On the extreme right of the battle the attack of the 9th Corps was a complete success, the 46th Division particularly distinguishing itself in the capture of Bellenglise.
[98]“Equipped with lifebelts, and carrying mats and rafts, the 46th Division stormed the western arm of the Canal at Bellenglise and to the north of it, some crossing the Canal on foot bridges, which the enemy was given no time to destroy, others dropping down the sheer sides of the Canal wall, and, having swum or waded to the far side, climbing up the farther wall to the German trench lines on the eastern bank.”
The Tanks were, of course, unable to cross with their infantry. They moved on Bellicourt, crossed over the tunnel at the nearest point, and swung south, working down the further bank of the Canal and arriving just in time to take part in the attack on Monchy.
Our success here was so complete that one division alone captured 4000 prisoners and seventy guns.
Many of these batteries were taken from the rear by Tanks and infantry while they were still in action, the enemy not realising in the least that they had been outflanked.
III
At the end of the day it was pretty clear what must be the ultimate result of the battle. But our front was extremely ragged and the breaches we had driven in the Hindenburg Line but narrow.
So for some days our attacks continued on all fronts; from north of Cambrai, where the 7th Battalion Tanks and the Canadians met with a desperate resistance, right down to our junction with the French 1st Army south of St.
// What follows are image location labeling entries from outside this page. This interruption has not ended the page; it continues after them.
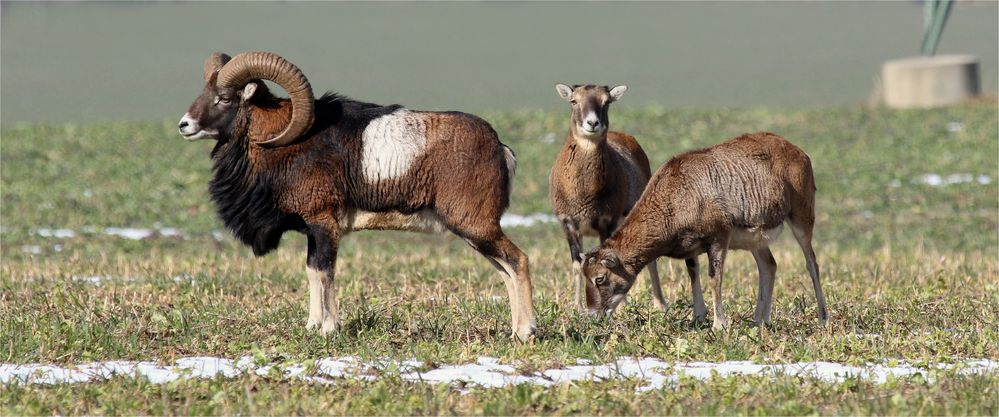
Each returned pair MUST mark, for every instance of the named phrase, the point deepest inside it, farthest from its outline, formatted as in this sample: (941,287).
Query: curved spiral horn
(215,63)
(269,66)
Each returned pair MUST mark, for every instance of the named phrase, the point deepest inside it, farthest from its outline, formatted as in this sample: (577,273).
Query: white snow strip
(128,232)
(516,220)
(56,233)
(32,249)
(486,372)
(937,180)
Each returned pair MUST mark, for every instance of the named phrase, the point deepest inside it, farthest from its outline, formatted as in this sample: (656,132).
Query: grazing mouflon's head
(607,281)
(589,107)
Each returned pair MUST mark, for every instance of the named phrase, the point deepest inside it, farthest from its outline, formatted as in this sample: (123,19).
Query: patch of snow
(56,233)
(486,372)
(516,220)
(170,232)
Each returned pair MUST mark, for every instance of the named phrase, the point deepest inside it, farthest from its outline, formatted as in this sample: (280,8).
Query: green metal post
(935,16)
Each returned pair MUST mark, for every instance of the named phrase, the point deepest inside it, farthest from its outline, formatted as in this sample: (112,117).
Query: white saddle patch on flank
(391,143)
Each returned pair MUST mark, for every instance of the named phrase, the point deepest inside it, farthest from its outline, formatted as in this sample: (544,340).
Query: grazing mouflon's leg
(693,270)
(716,269)
(767,267)
(572,235)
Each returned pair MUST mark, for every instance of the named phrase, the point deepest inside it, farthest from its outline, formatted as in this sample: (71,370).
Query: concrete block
(932,81)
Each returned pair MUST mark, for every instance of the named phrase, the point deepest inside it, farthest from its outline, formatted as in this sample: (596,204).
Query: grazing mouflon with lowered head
(597,177)
(734,195)
(331,166)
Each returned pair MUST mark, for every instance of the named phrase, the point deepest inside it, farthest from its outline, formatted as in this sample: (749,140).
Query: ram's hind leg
(323,306)
(693,270)
(572,235)
(512,265)
(767,267)
(655,286)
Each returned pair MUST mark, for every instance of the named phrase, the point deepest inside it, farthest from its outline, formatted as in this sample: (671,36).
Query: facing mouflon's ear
(609,261)
(248,91)
(564,91)
(617,92)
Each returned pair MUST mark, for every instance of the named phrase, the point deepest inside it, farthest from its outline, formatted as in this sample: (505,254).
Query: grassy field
(907,237)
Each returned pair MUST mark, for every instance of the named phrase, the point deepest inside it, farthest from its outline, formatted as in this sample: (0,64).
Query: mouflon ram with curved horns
(329,166)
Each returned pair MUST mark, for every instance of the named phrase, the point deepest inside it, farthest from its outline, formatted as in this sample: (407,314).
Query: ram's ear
(617,92)
(610,261)
(564,91)
(248,91)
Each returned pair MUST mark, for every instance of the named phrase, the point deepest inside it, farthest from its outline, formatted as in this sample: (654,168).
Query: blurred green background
(142,61)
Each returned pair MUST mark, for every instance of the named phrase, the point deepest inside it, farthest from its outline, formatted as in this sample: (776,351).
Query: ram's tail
(511,163)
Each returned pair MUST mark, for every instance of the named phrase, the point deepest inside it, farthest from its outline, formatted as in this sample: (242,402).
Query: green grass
(913,263)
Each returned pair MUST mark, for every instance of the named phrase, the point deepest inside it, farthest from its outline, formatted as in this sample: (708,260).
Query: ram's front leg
(323,307)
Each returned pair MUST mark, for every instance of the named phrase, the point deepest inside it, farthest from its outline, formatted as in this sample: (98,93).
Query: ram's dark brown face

Quentin.
With the exception of a party of six machines belonging to the 1st Brigade, who helped in an attack just north of Cambrai, all the Tank actions of this period were fought in the 4th Army area, where we were busied in driving in the wedge whose thin end we had inserted with so much effort on September 29.
On the 30th, twenty Tanks belonging to the 5th, 6th, 13th and 7th Battalions fought in different groups, none with striking success, in one or two cases owing to the fact that the fresh infantry who had been brought up were unaccustomed to Tanks, and that liaison was therefore defective.